There are many reasons why users might wish to convert a dataset to a structure, for example:
to quickly add many heuristic rules to a flow by inserting the rules into a table, which can then be imported into a flow as a dataset and then converted into a ruleset.
convert structures that have previously been converted into a dataset using the Convert Structure to Dataset task back to their original format for in-depth analysis in the Data Manager.
create a model from a dataset, which can then be used in an Apply Model task to derive its responses in correspondence with given samples.
The task is made of one tab only, the Options Tab.
The Options tab¶
The Options tab is made of the following panes:
Available attributes list: where the available datasets’ attributes are listed.
Structure pane, where users can select the structure they want to convert.
Configuration pane, which varies according to the chosen conversion structure.
Structure pane
Within this pane, users can select the structure they want to convert. The available options are:
Association rules
Auto regressive models
Clusters
Cluster labels
Discretization cutoffs
Frequent itemsets
Frequent sequences
Monitor
Results
Rules
Models
Pca eigenvectors
Configuration pane
All the structures chosen in the Select the structure option except the Rules one don’t require a specific configuration: the sentence “No parameters need to be set for this task: just compute the task by right-clicking it and selecting Compute > Compute selected” will appear when no structure is selected, or all but the Rules one are selected.
When the Rules structure is chosen, this panel gets updated, and the following options are available:
on the left side of the screen, the Available attributes list is available: it contains all the attributes available for the conversion operation.
- on the right, the following options are available, to define better the Rules structure:
Rule conditions (NOMINAL): drag the attributes containing the rule conditions.
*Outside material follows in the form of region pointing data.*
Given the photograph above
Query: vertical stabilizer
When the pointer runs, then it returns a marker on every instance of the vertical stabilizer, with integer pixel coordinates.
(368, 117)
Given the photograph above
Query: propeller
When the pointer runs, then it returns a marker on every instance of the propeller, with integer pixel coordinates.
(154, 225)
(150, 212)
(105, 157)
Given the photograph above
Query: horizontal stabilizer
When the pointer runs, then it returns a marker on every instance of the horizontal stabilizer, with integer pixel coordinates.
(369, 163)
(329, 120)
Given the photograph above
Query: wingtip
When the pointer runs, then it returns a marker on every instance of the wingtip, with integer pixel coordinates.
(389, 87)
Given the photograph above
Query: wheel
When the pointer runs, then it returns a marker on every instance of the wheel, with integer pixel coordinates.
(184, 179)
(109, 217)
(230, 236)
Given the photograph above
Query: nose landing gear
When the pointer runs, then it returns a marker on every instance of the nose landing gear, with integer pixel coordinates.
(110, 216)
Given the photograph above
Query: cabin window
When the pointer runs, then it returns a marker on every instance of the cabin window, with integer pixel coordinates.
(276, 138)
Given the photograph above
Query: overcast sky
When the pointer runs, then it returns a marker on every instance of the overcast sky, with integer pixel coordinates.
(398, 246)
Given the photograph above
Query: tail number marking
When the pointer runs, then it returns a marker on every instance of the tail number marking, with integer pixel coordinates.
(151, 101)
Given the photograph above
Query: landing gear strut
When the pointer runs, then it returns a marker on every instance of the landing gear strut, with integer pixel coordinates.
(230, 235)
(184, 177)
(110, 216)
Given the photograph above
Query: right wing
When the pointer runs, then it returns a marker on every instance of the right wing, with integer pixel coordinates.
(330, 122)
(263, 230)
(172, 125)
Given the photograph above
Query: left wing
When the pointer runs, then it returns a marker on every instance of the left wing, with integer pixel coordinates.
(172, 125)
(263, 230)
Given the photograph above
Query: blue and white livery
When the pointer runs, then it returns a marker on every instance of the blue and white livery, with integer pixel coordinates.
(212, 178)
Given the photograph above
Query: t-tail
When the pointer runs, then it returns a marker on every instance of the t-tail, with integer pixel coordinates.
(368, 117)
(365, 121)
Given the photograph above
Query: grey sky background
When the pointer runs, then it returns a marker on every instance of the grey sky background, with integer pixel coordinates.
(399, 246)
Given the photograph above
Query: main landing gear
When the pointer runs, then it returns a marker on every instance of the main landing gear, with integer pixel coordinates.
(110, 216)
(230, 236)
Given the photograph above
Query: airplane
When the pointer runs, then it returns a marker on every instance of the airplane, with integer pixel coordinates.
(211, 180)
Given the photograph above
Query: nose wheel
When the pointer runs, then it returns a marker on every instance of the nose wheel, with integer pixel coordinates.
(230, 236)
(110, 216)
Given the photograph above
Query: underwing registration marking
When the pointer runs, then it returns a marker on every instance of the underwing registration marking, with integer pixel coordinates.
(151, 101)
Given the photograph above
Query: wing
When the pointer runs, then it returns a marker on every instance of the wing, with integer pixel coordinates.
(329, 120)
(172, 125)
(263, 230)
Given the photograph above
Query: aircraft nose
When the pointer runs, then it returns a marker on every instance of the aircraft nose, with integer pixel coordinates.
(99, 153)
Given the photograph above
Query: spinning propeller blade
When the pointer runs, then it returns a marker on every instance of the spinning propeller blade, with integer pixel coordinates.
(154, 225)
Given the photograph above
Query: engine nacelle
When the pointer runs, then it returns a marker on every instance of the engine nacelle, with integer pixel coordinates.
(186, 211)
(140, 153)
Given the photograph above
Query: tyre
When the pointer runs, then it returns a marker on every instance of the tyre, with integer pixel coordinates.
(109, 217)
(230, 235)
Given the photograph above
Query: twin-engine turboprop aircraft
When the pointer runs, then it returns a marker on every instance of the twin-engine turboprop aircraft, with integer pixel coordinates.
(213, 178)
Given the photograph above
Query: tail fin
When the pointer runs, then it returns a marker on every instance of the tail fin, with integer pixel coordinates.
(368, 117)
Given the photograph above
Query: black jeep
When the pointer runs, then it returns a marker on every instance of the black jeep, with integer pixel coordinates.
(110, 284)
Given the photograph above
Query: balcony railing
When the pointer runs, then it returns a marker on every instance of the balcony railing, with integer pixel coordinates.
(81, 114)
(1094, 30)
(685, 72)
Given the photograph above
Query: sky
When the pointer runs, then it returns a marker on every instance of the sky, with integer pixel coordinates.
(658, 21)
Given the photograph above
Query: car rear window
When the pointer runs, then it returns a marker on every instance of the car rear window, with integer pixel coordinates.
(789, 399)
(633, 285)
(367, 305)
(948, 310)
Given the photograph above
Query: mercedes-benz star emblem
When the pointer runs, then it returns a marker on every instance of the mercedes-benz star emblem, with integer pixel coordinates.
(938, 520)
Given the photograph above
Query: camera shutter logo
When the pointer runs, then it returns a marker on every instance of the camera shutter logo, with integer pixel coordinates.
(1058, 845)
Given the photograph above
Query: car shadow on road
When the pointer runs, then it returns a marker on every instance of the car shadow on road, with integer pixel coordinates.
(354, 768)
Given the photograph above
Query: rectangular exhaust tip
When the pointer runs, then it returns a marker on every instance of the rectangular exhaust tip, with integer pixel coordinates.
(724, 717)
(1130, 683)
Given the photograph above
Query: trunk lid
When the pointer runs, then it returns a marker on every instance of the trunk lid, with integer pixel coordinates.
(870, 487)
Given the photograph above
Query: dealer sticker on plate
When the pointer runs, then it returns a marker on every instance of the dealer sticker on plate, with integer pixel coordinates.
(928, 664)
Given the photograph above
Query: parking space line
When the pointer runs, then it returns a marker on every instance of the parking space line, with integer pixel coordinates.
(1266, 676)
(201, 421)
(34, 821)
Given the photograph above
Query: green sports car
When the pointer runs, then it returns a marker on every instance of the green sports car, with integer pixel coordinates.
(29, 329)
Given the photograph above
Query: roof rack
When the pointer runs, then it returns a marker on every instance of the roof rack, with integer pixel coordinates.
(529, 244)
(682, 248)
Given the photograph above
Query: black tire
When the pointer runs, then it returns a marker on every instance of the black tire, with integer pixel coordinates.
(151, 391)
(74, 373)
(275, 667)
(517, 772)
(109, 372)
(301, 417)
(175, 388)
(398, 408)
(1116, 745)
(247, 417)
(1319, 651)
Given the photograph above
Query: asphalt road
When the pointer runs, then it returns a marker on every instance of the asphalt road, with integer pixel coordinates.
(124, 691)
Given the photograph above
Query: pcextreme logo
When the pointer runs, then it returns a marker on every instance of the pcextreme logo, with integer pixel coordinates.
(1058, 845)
Instead of manually dragging and dropping attributes, they can be defined via a filtered list.
Rule ID attribute: specify the attribute containing the ID for each rule. The ID attribute must contain unique and consecutive numbers. If there isn’t any attribute containing the rule ID, this field can be left empty, and the task automatically assigns new numbers to each row.
Rule output name attribute: specify the attribute containing the output attribute.
Rule output value attribute: specify the attribute containing the output attribute values.
Rule covering attribute: specify the attribute containing the covering value.
Rule error attribute: specify the attribute containing the error value.
Example¶
The following example uses the Adult dataset.
In the following example, the use of a Convert Dataset to Structure from a Label Clustering task will be analyzed.
After having imported the dataset with an Import from Text File task, add a Data Manager task and split the dataset into test and training sets (30% test and 70% training) with the Split Data task.
Then, add a Label Clustering task. Specify the following constraints:
Attributes to consider for clustering:
CustomerID
Annual Income (k$)
Age
Label attributes: Gender
Add a Data Manager to the Label Clustering task, then save it and compute it.
Add a Convert Dataset to Structure task to the previously added Data Manager. As described in the Structure pane, select the structure you want to convert. (in this specific case, the structure to be selected will be Cluster labels).
No specific parameters need to be set for this task. Save and compute it.